Il y a quelque chose d’assez sombre dans votre travail qui évoque la mort, par exemple dans la Baigneuse et la colère, je pense notamment aux performances intitulées Ferme ta gueule (littéralement : enferme toi) et Dégage (littéralement : tombe). Y a-t-il une dimension tragique, voire dramatique, aux histoires que vous racontez dans vos pièces ? 

C’est vrai qu’il y a une dimension tragique parce que je pense que les images fortes des souvenirs ce sont aussi des images de traumatismes. Il y a un lien dramatique oui, mais je n’ai pas forcément cette volonté d’être dramatique dans mon travail.
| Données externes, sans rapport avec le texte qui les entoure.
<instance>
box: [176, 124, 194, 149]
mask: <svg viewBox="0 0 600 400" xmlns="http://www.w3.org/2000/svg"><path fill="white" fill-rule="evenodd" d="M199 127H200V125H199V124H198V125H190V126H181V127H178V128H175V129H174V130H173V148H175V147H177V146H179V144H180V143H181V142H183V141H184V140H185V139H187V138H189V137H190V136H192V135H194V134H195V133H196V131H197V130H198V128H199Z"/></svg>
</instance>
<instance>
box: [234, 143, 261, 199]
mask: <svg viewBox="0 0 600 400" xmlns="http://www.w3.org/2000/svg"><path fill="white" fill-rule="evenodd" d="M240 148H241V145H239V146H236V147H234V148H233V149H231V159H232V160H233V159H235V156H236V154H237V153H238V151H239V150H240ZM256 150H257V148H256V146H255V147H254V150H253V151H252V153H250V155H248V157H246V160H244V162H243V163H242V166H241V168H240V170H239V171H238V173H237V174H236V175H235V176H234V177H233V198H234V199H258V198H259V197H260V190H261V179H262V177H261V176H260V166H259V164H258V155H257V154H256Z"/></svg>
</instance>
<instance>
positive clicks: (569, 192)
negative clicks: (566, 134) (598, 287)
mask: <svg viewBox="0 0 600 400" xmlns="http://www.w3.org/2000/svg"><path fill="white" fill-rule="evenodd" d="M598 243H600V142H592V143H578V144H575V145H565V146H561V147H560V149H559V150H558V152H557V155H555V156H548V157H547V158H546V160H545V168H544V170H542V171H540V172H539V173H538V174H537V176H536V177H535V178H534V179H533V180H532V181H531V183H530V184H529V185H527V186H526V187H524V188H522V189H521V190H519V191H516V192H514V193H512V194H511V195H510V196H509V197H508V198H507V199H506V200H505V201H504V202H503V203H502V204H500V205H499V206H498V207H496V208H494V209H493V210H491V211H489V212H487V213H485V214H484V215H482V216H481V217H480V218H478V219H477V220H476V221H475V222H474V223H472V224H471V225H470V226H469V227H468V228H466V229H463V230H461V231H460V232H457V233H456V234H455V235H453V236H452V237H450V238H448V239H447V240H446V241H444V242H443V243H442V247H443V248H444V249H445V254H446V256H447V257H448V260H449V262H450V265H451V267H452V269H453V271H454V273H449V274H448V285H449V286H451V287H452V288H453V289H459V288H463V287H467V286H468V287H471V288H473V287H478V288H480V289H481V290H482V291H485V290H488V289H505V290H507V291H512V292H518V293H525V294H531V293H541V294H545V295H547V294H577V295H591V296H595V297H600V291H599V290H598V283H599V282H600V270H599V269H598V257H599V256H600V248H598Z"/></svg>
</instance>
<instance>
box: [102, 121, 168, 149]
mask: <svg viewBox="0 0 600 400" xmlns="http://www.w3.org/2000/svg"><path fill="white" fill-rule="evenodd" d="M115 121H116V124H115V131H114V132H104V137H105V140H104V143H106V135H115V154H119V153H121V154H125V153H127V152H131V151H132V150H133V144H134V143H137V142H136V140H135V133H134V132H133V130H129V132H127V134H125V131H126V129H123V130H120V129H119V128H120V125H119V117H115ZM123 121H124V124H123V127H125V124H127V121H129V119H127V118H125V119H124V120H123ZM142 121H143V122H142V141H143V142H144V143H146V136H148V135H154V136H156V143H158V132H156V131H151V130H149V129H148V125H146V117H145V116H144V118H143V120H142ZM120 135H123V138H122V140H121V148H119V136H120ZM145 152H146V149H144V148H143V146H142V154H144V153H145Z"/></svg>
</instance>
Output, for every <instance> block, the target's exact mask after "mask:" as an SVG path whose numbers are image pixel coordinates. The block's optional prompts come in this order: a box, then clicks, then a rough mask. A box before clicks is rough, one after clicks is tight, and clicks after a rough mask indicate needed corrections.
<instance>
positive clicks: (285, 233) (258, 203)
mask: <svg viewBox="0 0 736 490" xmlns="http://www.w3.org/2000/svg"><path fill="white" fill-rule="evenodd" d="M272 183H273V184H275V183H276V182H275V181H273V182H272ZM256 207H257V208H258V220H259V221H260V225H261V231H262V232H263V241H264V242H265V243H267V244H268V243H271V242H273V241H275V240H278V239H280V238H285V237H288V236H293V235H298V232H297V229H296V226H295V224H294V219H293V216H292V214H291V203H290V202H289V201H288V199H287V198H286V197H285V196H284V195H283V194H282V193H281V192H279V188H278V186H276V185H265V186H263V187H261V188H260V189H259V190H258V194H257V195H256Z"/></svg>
Je peux aussi en sortir et être plus douce. C’est vrai que j’ai aussi besoin de faire des choses de manière brute, mais c’est une forme d’honnêteté, car j’ai envie de montrer ce qu’il y a de plus intense. Il y a une dimension de vécu dans ce que je fais. Je pense qu’il y a deux parts : la violence du souvenir et comment il peut remonter très fort à la surface, et la douceur des affects familiaux. Il y a un peu des deux, quelque chose de très sombre et à la fois beaucoup d’amour.

Alicia Zaton, ZAMKNIJ SIE, « Ferme ta gueule (litéralement : enferme–toi) » Bruxelles, 2012 – porte, trois charnières, angle de 180°

Alicia Zaton, SPADAJ « dégage (littéralement : tombe) » Bruxelles 2012 – traces d’une performance, photographie numérique

Vous parlez de « mythologie familiale » et de « déconstruction », qu’est-ce que vous souhaitez détruire de cette mythologie ? Comment cela se matérialise-t-il dans la forme ?

Avant de déconstruire, il faut découvrir comme dans le travail de mémoire que j’ai fait pour ma cinquième année. J’avais décidé de faire un roman fragmenté à partir de plusieurs personnes de ma famille ou même des personnes inventées. Il s’agissait de partir à la recherche d’histoires qui me construisent depuis des années : des souvenirs de discussions écoutées aux portes, d’indices que tu réinterprètes. Donc je me suis permise dans ce mémoire d’inventer une nouvelle histoire par rapport à mes spéculations d’enfant. Du coup j’ai commencé à construire une mythologie familiale et aussi culturelle. Quand je dis que je déconstruis, cela veut dire que je ne pourrais jamais la posséder totalement. J’ai une sorte de vision très personnelle de cette culture et de l’histoire en général, car je n’ai que des fragments. Je fragmente et ensuite je recompose avec une histoire qui m’est propre.

 

Quand on est adulte, on n’a pas la même vision des choses que lorsqu’on est enfant, on a en quelque sorte un filtre. Cette déconstruction est-elle une réinterprétation de votre vision d’enfant ?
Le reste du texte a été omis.